By then I had learned a lot more about Ron’s activities in that 1950s Golden Age.  He had published two focal-point fanzines – the newszine Skyrack and also a more general interest fanzine, PLOY, which lived up to the name by beginning its run with issue #2 to make readers believe they had missed the first one (there was even a letters column with comments from a few friends in the know, who heaped praise on the fictional first issue).  He was also described as a key player in the unraveling of one of the greatest hoaxes ever perpetrated in science fiction fandom – the celebrated Joan W. Carr, who was ultra-active in British fandom for about four years during the mid-1950s but didn’t actually exist.

Ron Bennett playing Brag at Repetercon in 1964. Photo by Dave Barber.

Ron Bennett playing Brag at Repetercon in 1964. Photo by Dave Barber.

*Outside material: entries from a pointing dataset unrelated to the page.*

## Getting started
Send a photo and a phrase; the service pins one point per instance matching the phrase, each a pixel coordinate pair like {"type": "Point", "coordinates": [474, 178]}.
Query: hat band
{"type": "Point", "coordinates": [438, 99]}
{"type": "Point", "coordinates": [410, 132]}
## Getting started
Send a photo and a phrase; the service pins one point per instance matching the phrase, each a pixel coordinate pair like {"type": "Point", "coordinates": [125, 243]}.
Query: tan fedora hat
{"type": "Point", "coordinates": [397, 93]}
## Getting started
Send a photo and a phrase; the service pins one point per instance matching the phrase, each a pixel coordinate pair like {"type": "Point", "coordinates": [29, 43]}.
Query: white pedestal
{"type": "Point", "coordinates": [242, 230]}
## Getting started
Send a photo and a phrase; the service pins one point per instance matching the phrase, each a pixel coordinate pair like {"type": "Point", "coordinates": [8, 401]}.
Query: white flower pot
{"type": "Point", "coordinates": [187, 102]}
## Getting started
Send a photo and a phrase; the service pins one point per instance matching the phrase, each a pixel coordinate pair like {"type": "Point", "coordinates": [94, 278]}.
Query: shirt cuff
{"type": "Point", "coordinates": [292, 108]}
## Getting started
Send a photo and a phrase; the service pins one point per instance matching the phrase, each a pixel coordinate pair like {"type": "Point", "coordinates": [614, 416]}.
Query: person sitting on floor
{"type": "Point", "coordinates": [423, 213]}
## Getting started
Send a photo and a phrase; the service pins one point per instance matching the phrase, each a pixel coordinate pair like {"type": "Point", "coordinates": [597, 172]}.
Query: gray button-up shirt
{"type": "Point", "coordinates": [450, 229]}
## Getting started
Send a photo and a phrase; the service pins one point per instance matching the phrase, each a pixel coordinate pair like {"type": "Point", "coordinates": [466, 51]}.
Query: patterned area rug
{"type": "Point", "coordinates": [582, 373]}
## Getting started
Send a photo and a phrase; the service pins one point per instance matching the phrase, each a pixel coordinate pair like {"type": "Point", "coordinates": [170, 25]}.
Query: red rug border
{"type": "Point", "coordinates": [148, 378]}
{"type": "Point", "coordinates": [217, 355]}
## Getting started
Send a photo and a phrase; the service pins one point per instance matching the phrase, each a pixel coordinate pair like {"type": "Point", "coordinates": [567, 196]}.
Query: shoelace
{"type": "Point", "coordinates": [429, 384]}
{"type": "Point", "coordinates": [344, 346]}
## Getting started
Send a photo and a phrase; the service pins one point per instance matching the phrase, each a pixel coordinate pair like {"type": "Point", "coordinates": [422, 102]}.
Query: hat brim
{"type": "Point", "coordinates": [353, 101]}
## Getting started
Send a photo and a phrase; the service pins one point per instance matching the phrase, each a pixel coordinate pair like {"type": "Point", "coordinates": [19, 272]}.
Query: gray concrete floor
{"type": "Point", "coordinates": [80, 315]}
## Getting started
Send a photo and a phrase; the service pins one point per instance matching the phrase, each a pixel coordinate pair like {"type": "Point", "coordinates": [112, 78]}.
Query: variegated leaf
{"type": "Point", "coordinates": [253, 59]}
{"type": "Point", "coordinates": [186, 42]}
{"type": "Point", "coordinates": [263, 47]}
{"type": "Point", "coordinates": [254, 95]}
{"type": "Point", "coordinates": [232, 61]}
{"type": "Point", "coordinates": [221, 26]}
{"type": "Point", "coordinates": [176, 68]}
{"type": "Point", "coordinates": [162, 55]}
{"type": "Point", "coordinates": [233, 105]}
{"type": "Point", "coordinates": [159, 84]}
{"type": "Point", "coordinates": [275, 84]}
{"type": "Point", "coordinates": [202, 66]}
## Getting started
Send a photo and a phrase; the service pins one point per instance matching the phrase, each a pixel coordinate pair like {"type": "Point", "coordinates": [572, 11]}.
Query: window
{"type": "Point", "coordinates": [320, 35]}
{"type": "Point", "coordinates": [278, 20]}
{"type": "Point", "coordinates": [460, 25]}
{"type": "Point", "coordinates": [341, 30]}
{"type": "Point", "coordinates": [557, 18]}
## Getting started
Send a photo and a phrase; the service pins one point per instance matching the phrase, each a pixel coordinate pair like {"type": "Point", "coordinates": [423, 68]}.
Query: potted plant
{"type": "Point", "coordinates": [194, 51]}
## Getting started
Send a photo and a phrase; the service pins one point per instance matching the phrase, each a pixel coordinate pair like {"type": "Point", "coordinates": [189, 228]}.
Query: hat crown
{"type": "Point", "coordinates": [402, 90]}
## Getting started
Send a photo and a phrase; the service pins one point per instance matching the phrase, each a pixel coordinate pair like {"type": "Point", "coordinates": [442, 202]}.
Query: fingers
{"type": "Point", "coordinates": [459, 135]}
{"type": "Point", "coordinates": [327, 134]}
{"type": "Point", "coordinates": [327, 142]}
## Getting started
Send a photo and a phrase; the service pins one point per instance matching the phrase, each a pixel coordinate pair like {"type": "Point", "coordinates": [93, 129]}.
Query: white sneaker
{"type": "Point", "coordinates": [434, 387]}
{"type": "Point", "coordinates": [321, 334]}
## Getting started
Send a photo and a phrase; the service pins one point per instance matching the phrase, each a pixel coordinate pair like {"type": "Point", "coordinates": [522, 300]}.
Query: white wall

Ron himself was also ultra-active in British fandom during the 1950s and into the 1960s, and his fanac diminished only after temporarily relocating to Singapore in 1967 for employment as a teacher of the children of British army personnel stationed there.  By the time I finally met Ron, in the Dealers Room at Intersection, I had become familiar enough with his personal fanhistory that when we were chatting about the circumstances surrounding his move to Singapore, he was so impressed by the breadth of my knowledge that he asked me in jest if I also knew the airline and flight number he had booked!

It was two years later that Ron started contributing what became a series of nine entertaining and illuminating articles for Mimosa, the first being an account of his time in Singapore and how (in that era of the Cold War) he once had to ward off the overtures from a Russian spy.  Following that, Ron wrote short, amusing, anecdotal histories of PLOY and Skyrack, and also a thoughtful and warm remembrance of another of British fandom’s most prominent members, Vin¢ Clarke.  But it was Ron’s article about the four Kettering Eastercons of the mid-1950s that provided more information about the “Joan Carr” hoax and in doing so contradicted the general belief that he had been the person who had outed the hoax – it was true that he had been inadvertently tipped off by another fan who was in on the ruse, but that had been the entire extent of his involvement.

Ron Bennett and Nicki Lynch in 2002.

Ron Bennett and Nicki Lynch in 2002.

Ron’s last article for Mimosa, which appeared in the final issue of the run, described the first Worldcon that he ever attended, the fabulous 1957 Loncon.  This was the first time a Worldcon had been held in Europe, and with its compact size (which allowed everybody to meet everybody else) and unprecedented international nature, arguably it was the most important science fiction convention that has ever been staged.  Ron attended several other Worldcons, including the very next one in California where he was the Trans Atlantic Fan Fund delegate, but the only other time where we crossed paths at a Worldcon was in 2002 at San Jose.  It was totally unexpected and happened on the very last day of the convention.  He was in the States to visit his son, who was editing a Silicon Valley-based computer trade journal of some kind, and just showed up unannounced.  The only reason Nicki and I found him at all was because of a chance remark I overheard from someone who’d sold him a book in the Dealers Room.

That was the last time I ever saw him.  I had thought we’d meet again at the 2005 Worldcon in Glasgow, and had even requested a program item from the convention committee where I could interview him to see what other bits of knowledge we could glean about the 1950s and 1960s.  But for whatever reason, Ron didn’t attend and with a travel schedule that had been “carved in stone” I really couldn’t go and seek him out.  But if I’d known he only had a bit more than a year left, I would have tried a lot harder.

With all of his years of fan activity and involvement in the storied events of decades past, I’d always thought that Ron Bennett would have been an ideal candidate for a Worldcon Guest of Honor.  I do believe it would eventually have happened, but time ran out on him.  All of what’s left are the memories and recollections from people who had been fortunate enough to have known him.  These have been some of mine.